Wednesday, June 24, 2009
I've gotten used to having students make special requests, especially during finals week. There are always going to be those students who want extensions or alternate exam dates because of sickness, family emergencies, or whatever. I don't blame the students for asking for what they think they need to get the best grade possible.
But get this: Sunday night, I get an email, not from a student, but from her boyfriend. Not just that, but from her boyfriend who is speaking on behalf of her mother. The boyfriend wrote me to say that his girlfriend's mother wants her to take the final exam on a later date.
It was completely weird for me to respond to the boyfriend and not to the student herself, but here's what I wrote: I'm sure you, [student's name] and her mother can understand that, in a class of 200 students, if I were to grant a postponement to every student who has a sickness, family emergency, or other personal reason, I would be proctoring exams for days on end. If [student's name] is too sick to take the exam on Wednesday, her option is this: She can take an incomplete and get in touch with me in the summer or in the fall to take the final exam. Of course, as with any incomplete, she will need a documented reason (such as a doctor's note) for her inability to take the exam on its scheduled date. If she doesn't want to take this option, then I suggest that she try her best in these next three days to get well enough to take the exam.
Of course, what I wanted to say was this: Are you fucking kidding me? Is her cold rendering her incapable of writing emails? Or is perhaps her real sickness a case of overbearing mother and patronizing boyfriend? Should I be cc-ing this to her agent, personal assistant, and life coach as well?
This just goes to show that some college students do not want to be treated as adults. And, when they're trying to get away with shit, they're often so bad at executing it. It's like when my friend caught one of her students plagiarizing his paper and had to submit herself to a fucking parent-teacher conference (the student brought his parents with him to my friend's office hours, surprise!), during which she had to witness the mother lavish praise on her golden boy of a son while the student lies to his mother's face: "Maybe the website copied me!"
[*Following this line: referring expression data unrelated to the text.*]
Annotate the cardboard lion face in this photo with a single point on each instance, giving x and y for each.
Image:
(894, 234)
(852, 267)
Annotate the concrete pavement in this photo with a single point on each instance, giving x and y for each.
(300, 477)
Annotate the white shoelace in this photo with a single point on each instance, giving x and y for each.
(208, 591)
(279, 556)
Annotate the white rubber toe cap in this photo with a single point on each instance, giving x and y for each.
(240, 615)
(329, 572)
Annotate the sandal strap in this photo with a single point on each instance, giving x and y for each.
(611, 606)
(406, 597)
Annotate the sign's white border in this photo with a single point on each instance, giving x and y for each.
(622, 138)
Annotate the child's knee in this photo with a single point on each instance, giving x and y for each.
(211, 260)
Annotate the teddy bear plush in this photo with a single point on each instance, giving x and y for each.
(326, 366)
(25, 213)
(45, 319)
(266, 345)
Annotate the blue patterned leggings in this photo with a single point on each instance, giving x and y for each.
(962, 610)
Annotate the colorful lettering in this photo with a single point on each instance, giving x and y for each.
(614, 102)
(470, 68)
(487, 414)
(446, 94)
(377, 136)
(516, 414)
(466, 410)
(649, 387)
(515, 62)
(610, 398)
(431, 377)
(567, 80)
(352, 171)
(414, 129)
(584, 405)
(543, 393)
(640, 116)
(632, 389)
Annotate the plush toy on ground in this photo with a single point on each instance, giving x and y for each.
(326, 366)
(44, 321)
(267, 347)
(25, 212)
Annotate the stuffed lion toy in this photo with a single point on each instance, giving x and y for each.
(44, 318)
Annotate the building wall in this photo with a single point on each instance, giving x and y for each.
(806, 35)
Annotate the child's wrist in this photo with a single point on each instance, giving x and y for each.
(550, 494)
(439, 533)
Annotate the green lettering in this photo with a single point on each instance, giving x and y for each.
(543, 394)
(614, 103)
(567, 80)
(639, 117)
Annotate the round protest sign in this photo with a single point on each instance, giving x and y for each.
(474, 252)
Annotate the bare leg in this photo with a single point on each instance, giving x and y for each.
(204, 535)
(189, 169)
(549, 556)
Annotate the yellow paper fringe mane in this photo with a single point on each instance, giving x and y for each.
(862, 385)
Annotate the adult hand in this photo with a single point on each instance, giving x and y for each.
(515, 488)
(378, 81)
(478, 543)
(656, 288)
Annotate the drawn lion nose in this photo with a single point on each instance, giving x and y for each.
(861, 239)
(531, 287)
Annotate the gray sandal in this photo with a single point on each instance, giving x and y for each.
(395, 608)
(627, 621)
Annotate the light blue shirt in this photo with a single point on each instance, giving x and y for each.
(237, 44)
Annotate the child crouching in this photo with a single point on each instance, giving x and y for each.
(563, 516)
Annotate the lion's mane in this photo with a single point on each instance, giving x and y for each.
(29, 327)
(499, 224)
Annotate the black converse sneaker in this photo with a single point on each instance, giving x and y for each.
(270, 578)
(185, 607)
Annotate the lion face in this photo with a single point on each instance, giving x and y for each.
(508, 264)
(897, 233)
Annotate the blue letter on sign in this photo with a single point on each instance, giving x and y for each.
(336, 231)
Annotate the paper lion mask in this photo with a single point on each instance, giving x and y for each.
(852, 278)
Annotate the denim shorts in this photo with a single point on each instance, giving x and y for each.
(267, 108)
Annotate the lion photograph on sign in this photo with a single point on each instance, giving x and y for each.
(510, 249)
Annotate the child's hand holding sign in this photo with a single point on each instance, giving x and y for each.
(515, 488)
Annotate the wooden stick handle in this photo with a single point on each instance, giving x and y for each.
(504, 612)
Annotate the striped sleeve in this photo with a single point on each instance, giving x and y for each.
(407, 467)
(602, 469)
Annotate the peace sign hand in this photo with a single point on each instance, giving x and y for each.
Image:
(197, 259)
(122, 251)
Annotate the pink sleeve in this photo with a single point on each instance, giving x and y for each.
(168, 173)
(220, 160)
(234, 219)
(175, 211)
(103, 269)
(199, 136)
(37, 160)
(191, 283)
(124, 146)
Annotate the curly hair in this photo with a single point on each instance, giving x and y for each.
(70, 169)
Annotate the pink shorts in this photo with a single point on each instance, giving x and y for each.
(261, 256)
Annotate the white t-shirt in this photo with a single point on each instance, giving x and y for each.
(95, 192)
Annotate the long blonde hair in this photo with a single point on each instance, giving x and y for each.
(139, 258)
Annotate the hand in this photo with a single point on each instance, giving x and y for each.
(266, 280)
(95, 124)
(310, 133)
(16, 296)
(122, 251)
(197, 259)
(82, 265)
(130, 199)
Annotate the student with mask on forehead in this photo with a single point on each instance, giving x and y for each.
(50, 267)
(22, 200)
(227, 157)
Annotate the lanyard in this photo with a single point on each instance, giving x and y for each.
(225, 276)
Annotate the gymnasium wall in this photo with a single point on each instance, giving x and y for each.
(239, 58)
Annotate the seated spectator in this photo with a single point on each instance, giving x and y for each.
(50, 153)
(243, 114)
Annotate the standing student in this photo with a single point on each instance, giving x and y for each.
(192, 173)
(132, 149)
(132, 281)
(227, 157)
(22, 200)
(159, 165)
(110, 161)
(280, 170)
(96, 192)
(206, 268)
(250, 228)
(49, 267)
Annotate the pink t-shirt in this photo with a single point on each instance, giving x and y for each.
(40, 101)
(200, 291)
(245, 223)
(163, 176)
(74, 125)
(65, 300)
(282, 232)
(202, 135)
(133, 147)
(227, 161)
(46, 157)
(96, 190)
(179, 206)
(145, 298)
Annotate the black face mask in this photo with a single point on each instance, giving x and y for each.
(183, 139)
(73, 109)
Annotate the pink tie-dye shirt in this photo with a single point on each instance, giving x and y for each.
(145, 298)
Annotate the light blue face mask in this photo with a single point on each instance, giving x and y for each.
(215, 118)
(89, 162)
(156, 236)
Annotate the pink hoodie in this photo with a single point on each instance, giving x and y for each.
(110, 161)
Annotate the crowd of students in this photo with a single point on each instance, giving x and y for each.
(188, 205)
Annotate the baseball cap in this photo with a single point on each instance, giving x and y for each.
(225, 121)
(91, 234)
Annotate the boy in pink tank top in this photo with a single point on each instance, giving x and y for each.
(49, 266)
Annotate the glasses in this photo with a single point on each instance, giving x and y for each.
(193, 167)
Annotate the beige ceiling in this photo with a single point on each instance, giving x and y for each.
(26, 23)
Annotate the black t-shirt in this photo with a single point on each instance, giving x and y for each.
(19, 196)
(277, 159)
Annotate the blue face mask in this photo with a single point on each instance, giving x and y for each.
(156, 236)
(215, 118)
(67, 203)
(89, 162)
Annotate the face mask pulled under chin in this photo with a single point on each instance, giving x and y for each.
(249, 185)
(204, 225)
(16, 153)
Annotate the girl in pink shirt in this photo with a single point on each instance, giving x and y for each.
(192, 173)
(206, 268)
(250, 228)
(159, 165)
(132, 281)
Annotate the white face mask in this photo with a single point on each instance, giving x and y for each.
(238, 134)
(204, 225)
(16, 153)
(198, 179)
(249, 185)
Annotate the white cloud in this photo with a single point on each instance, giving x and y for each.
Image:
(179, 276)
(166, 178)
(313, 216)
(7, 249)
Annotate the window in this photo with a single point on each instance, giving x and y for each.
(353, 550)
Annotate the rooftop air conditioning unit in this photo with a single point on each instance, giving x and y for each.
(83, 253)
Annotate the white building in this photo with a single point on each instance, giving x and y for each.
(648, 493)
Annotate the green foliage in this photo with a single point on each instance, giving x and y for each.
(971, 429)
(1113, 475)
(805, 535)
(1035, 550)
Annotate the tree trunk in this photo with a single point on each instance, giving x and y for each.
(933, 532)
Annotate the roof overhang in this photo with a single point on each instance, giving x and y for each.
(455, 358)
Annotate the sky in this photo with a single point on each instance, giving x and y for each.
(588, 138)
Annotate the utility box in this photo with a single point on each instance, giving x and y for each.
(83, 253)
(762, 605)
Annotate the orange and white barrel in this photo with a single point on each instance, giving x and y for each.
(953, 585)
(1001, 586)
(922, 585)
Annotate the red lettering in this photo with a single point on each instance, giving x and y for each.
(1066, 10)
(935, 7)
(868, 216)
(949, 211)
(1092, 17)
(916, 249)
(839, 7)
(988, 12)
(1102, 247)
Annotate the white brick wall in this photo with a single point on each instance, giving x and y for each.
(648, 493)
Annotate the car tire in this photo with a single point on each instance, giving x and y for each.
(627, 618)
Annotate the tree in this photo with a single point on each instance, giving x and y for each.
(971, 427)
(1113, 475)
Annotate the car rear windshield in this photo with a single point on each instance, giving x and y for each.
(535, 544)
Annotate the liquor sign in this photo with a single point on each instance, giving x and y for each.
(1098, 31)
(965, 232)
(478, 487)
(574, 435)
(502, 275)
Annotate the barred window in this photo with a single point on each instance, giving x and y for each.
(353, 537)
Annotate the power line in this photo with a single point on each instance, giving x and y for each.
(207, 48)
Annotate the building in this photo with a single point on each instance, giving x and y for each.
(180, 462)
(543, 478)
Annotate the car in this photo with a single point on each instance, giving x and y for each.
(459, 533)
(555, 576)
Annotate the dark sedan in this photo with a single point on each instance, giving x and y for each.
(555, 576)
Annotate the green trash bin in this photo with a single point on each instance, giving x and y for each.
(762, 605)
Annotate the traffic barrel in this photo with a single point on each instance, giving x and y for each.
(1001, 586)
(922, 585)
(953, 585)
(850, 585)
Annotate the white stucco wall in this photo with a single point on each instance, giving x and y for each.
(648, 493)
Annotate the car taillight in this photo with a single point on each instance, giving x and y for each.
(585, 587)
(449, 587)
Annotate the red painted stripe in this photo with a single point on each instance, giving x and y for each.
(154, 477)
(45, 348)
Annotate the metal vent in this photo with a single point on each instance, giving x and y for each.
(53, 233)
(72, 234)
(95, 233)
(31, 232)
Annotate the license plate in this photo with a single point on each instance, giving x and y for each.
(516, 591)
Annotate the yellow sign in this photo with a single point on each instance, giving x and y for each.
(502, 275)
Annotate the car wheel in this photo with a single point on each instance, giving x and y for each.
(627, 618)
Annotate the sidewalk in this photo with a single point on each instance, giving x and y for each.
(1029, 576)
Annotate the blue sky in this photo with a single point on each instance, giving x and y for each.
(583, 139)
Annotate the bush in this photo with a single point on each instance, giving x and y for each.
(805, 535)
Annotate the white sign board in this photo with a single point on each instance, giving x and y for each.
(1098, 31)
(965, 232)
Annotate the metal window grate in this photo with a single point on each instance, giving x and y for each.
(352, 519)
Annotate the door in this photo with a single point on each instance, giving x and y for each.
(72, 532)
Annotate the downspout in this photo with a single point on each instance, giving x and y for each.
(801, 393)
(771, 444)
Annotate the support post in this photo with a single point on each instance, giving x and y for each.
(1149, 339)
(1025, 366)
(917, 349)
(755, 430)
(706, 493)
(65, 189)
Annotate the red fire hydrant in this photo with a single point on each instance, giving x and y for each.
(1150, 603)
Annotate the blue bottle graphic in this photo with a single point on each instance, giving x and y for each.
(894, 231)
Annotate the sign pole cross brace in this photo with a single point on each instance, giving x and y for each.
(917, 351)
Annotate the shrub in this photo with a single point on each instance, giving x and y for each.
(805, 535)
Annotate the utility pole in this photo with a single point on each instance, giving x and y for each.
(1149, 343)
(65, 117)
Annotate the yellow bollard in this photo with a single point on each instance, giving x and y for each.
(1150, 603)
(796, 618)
God, it's so hard to stay positive sometimes. I really have to focus my attention on the students who have been awesome. I've had students come to my office hours to learn more about the topics I covered, to get a list of additional readings, and to ask about other classes on campus. That's always gratifying. I imagine that I have more good students than bad ones. It's just a bummer that it's always the asshole idiots who end up drawing attention to themselves by writing me ridiculous emails, watching Youtube videos during my lectures, and complaining (!) about the study guide that I didn't even have to write for them in the first place. The good students do as good students are supposed to, which is get their work done without fuss.